CRIMSON FLOWER : UNE FOLIE GRAPHIQUE DE KINDT ET LESNIEWSKI CHEZ DELIRIUM


 Crimson Flower de Matt Kindt et Matt Lesniewski est un récit qui mêle vengeance, folklore slave, et un soupçon de folie. Imaginez une vendeuse VRP pour une grosse boîte pharmaceutique russe, dépendante aux médocs qu’elle vend, et en quête de justice pour le meurtre brutal de son père. Mais attention, cette héroïne n’a rien d’une demoiselle en détresse : elle tranche, frappe, et vous fait douter de sa santé mentale à chaque page et au fur et à mesure des pilules qu'elle avale sur la route. L'album démarre sur une note nostalgique, une scène père-fille autour d’un livre de contes russes. Puis, coupure brutale : on retrouve notre héroïne adulte, plongée dans un chaos de violence et de vengeance. Le folklore s'entrelace avec l'imaginaire, à tel point qu’on ne sait plus très bien ce qui est réel ou fantasmé. Est-ce un conte sanglant ou une hallucination due à un cocktail pharmaceutique ? Il faut dire que la fillette a vécu un traumatisme qu'elle ne pourra jamais oublié : quelqu'un s'est introduit dans le bureau du paternel et l'a assassiné de manière barbare sous ses yeux. Elle a patiemment accumulé les indices qui lui permettent de remonter la piste du coupable, et aujourd'hui, l'heure est venue de payer. Il faut l'admettre, les types qu'elle va croiser sur son chemin ont la figure de l'emploi. Ils sont laids, menaçants, et quand la réalité et l'imaginaire folklorique se confondent, cela donne une ménagerie sauvage et purulente que notre "héroïne" (elle aussi transformée dans un habit propre à ces moments) se charge de pourfendre à la manière d'un chevalier moderne. Le fil entre monde réel et littérature est d'ailleurs fragile et sujet à confusion dès le départ, puisque la passion de Rodion, la fillette, est de dévorer des livres de récits folkloriques dans le bureau du père. Elle-même n'est pas exactement ce que nous pouvons croire ou déduire après les trois premiers numéros, des quatre qui composent cette mini série. Où la violence se met en place d'une façon presque répétitive, selon un schéma bien précis, mais qui permet toujours au dessin de faire feu de tout bois. Et à ce niveau, place à une sacrée découverte. 

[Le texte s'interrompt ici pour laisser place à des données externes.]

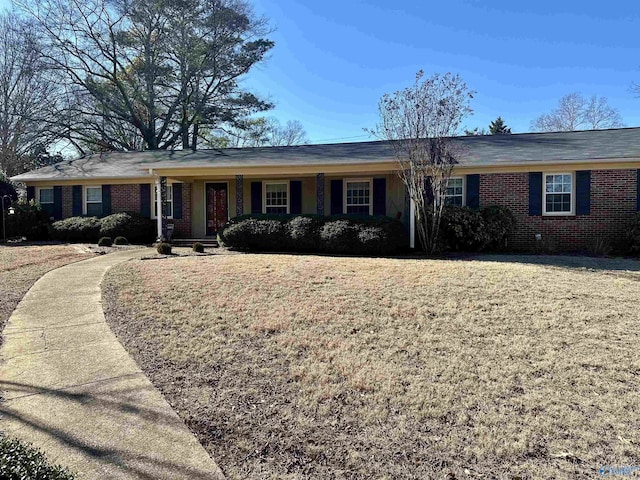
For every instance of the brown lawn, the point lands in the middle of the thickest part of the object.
(291, 367)
(22, 265)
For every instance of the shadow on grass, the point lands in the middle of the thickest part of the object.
(617, 264)
(111, 405)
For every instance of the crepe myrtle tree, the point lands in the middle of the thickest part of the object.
(419, 123)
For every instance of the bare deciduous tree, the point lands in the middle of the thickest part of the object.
(27, 96)
(158, 70)
(575, 112)
(419, 123)
(258, 132)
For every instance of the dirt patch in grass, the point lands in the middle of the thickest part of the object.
(22, 265)
(321, 367)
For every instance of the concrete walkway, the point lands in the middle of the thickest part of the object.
(70, 388)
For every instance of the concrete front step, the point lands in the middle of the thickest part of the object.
(187, 242)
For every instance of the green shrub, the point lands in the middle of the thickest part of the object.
(339, 236)
(105, 242)
(314, 233)
(77, 229)
(471, 230)
(20, 461)
(133, 226)
(28, 220)
(164, 248)
(255, 234)
(304, 233)
(462, 230)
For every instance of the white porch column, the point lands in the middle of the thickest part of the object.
(412, 224)
(158, 197)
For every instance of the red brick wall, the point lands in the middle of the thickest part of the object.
(67, 201)
(125, 198)
(613, 202)
(182, 227)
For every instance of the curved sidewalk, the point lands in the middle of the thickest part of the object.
(70, 387)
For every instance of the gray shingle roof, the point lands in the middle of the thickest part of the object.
(478, 150)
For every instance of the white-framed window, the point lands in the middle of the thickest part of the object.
(45, 199)
(168, 204)
(93, 201)
(276, 197)
(357, 196)
(454, 194)
(558, 194)
(45, 196)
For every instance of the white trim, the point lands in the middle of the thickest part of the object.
(156, 191)
(464, 188)
(572, 193)
(153, 202)
(205, 201)
(84, 197)
(412, 224)
(345, 181)
(264, 194)
(39, 189)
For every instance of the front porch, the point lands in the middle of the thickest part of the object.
(209, 201)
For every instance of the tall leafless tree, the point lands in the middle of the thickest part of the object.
(27, 96)
(419, 123)
(150, 73)
(575, 112)
(258, 132)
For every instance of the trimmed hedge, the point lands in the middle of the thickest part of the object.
(313, 233)
(132, 226)
(464, 229)
(20, 461)
(77, 229)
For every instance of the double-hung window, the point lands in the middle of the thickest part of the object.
(558, 194)
(168, 204)
(454, 194)
(357, 197)
(276, 197)
(45, 199)
(93, 201)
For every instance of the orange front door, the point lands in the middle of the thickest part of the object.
(217, 212)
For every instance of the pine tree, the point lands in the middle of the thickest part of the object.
(498, 127)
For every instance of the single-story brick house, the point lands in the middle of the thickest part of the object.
(569, 188)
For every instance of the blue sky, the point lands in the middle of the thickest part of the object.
(334, 60)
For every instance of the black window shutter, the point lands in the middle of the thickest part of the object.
(428, 192)
(379, 196)
(106, 200)
(177, 201)
(473, 191)
(583, 192)
(145, 200)
(638, 189)
(57, 203)
(336, 197)
(295, 189)
(76, 200)
(535, 193)
(256, 197)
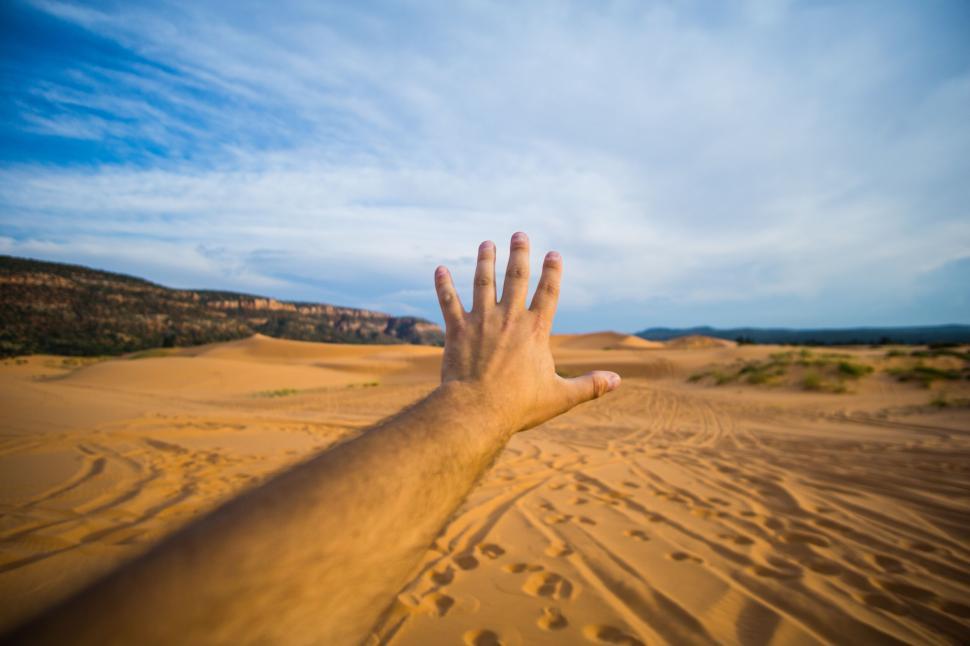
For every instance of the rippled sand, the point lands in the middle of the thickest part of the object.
(666, 512)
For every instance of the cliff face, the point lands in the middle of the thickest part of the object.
(68, 309)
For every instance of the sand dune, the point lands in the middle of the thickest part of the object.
(602, 341)
(668, 512)
(698, 341)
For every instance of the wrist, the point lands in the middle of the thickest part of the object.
(476, 411)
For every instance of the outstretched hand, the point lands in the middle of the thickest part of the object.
(500, 349)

Matt Lesniewski sort l’artillerie lourde : des membres étirés à l’extrême, des postures grotesques, des détails exagérés qui donnent une identité unique à cette histoire. S'il fallait se prêter au petit jeu de l'accumulation des références artistiques, on pourrait parler d'un cocktail hallucinogène, avec une pincée de Michel Fiffe, un coulis de Paul Pope, un arrière-goût de Tradd Moore ou de Daniel Clowes. Les scènes d’action, sous ses crayons ? Une chorégraphie étrange entre le burlesque et l’épique. Les personnages sont aperçus tout à coup sous un angle monstrueux, difformes, assument l'identité de créatures des contes, ce qui permet de justifier, ou en tous les cas de dédramatiser, le funeste destin qui les attend. L’héroïne est d'ailleurs dépeinte comme instable, peu fiable, et on se demande souvent si elle est victime ou bourreau. Si son comportement ne fait pas d'elle une tueuse en série sans la moindre pitié, ou une femme qu'une juste colère incite à s'en aller découper du criminel de la pire espèce, geste exutoire et jubilatoire qu'on pardonnera aisément, compte tenu du trauma vécu. Lesniewski a de fortes chances d'être encore un inconnu pour la plupart d'entre vous. Moi-même, je ne le connais que très sommairement, mais il est évident, après seulement quelques pages, que nous tenons ici un de ces créateurs pour qui les cases sont bien trop étroites pour qu'on l'y enferme. Un de ceux dont la fantaisie repousse la possibilité même de raconter une histoire en images, qui peut s'émanciper des anatomies, du réalisme, du bon ton, sans craindre d'être mis au ban du genre. Lesniewski invente et c'est jubilatoire, débordant, très personnel. Bonne nouvelle, on le retrouvera très vite chez Delirium (qui ne s'est pas trompé sur le potentiel du lascar) grâce à un graphic novel à venir en 2025, Static. Ajoutons à cela que les couleurs de Bill Crabtree apportent une touche vibrante, presque maladive, comme si elles étaient elles aussi sous l’effet des psychotropes qui rythment une partie de cet album. Violent et mené tambour battant, Crimson Flower se fiche bien de la perfection et du qu'en-dira-t-on. En fait, ça ne ressemble à rien d'autre et c'est fascinant aussi pour cela. Une des découvertes les plus singulières et jouissives que vous allez pouvoir faire en 2025, selon toute probabilité.